Has Dan Maes been well and truly kneecapped?
By Neil Stevens on September 28, 2010
Any political party must work as a team to win. While the primary process will become at times a competitive and even divisive, any inability to set those feelings aside and back the nominee will give the party trouble.
A few Republicans this cycle know what kind of trouble that is, but none has more than Dan Maes against Democrat John Hickenlooper for Colorado Governor. He got opposition from the national party, and he’s collapsed in the polls.
Back when Dan Maes was the fallback winner of the Republican primary, after Scott McInnis imploded, he wasn’t in bad shape. Tom Tancredo was splitting the vote, but the Magellan Strategies and Public Opinion Strategies both had Maes running well ahead of Tancredo, putting the third party candidate in position to fade and become irrelevant by November.
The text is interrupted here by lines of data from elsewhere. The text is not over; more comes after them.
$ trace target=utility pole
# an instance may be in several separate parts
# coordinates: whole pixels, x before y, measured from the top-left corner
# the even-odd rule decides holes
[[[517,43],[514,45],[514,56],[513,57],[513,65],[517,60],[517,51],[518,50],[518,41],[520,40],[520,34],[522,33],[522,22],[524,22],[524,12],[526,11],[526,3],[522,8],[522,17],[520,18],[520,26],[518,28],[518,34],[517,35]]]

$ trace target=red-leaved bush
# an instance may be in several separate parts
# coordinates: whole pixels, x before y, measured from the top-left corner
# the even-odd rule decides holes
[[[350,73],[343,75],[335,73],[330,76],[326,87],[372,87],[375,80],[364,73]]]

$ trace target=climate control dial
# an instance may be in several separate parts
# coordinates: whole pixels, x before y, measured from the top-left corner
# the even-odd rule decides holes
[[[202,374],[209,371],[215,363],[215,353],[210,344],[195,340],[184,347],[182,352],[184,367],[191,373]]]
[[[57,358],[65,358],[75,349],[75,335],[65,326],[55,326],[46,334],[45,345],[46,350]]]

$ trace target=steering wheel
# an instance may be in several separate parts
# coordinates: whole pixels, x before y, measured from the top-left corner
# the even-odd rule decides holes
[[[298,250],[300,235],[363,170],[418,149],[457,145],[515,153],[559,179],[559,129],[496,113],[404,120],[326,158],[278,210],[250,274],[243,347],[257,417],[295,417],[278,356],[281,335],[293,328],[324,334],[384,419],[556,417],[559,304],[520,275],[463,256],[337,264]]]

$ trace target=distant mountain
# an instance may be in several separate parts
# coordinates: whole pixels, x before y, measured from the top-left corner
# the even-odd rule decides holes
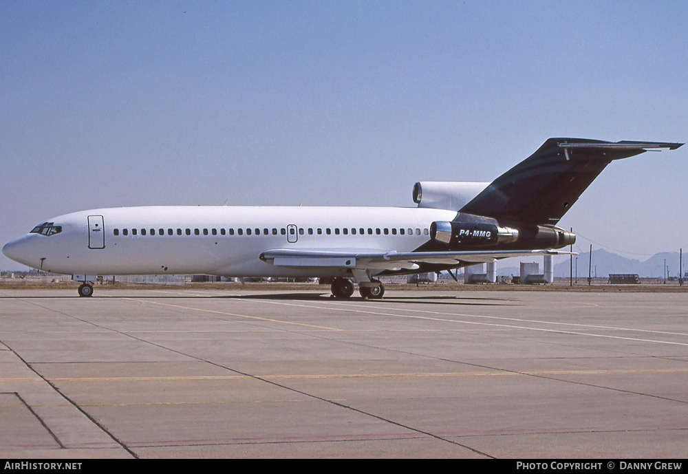
[[[576,258],[578,258],[578,277],[588,278],[588,262],[590,259],[590,252],[581,253],[580,255],[573,257],[573,272],[576,273]],[[688,255],[683,255],[683,268],[686,271],[688,264],[685,260],[688,259]],[[666,259],[667,268],[669,270],[669,276],[676,276],[678,274],[678,252],[663,252],[655,254],[644,261],[636,259],[627,259],[611,252],[608,252],[604,249],[598,249],[592,251],[592,276],[595,275],[595,267],[597,267],[597,277],[599,278],[607,278],[610,273],[637,273],[643,278],[663,278],[664,277],[664,262]],[[526,261],[526,260],[524,260]],[[539,265],[539,272],[543,271],[542,258],[530,258],[527,261],[537,262]],[[497,263],[497,274],[498,275],[517,275],[520,272],[519,266],[513,266],[512,261],[508,267],[501,267],[499,262]],[[564,261],[555,264],[555,277],[557,278],[564,278],[569,276],[570,266],[568,259]]]
[[[574,257],[575,259],[575,257]],[[578,277],[588,277],[588,269],[590,259],[590,252],[578,256]],[[610,273],[637,273],[644,278],[661,278],[664,277],[664,263],[666,259],[669,275],[678,274],[678,252],[663,252],[657,253],[644,261],[636,259],[627,259],[615,253],[600,248],[592,251],[592,274],[597,277],[607,278]],[[575,264],[575,260],[574,260]],[[555,265],[555,277],[568,277],[569,262],[563,261]],[[685,266],[684,265],[684,268]],[[574,269],[575,272],[575,269]]]

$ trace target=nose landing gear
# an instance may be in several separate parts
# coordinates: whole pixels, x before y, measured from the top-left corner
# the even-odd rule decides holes
[[[83,283],[79,285],[78,289],[80,297],[92,297],[93,296],[93,286],[88,284],[87,283]]]

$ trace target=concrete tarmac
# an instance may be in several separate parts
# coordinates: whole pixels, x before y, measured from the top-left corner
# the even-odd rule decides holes
[[[0,457],[688,457],[688,295],[0,290]]]

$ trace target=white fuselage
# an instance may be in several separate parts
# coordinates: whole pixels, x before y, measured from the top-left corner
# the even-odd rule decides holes
[[[52,218],[58,233],[27,234],[3,251],[27,266],[67,274],[336,277],[345,270],[277,266],[259,257],[274,249],[411,252],[429,240],[433,221],[455,215],[393,207],[92,209]]]

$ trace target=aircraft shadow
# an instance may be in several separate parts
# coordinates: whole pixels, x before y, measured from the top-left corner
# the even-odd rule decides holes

But after the RGA and other national Republicans made it clear they would not accept the will of the primary voters in this race, Maes has lost a dozen points in the polls, with Tancredo being a prime beneficiary of that. In the new Fox News/Pulse Opinion Research poll Maes is now in terrible shape, as the poll shows Hickenlooper 44, Tancredo 34, Maes 15 (MoE 3). Apparently when your own party attacks you, the voters aren’t inclined to support you.
If only it were always so easy to divine the reasons for shifts in the polling.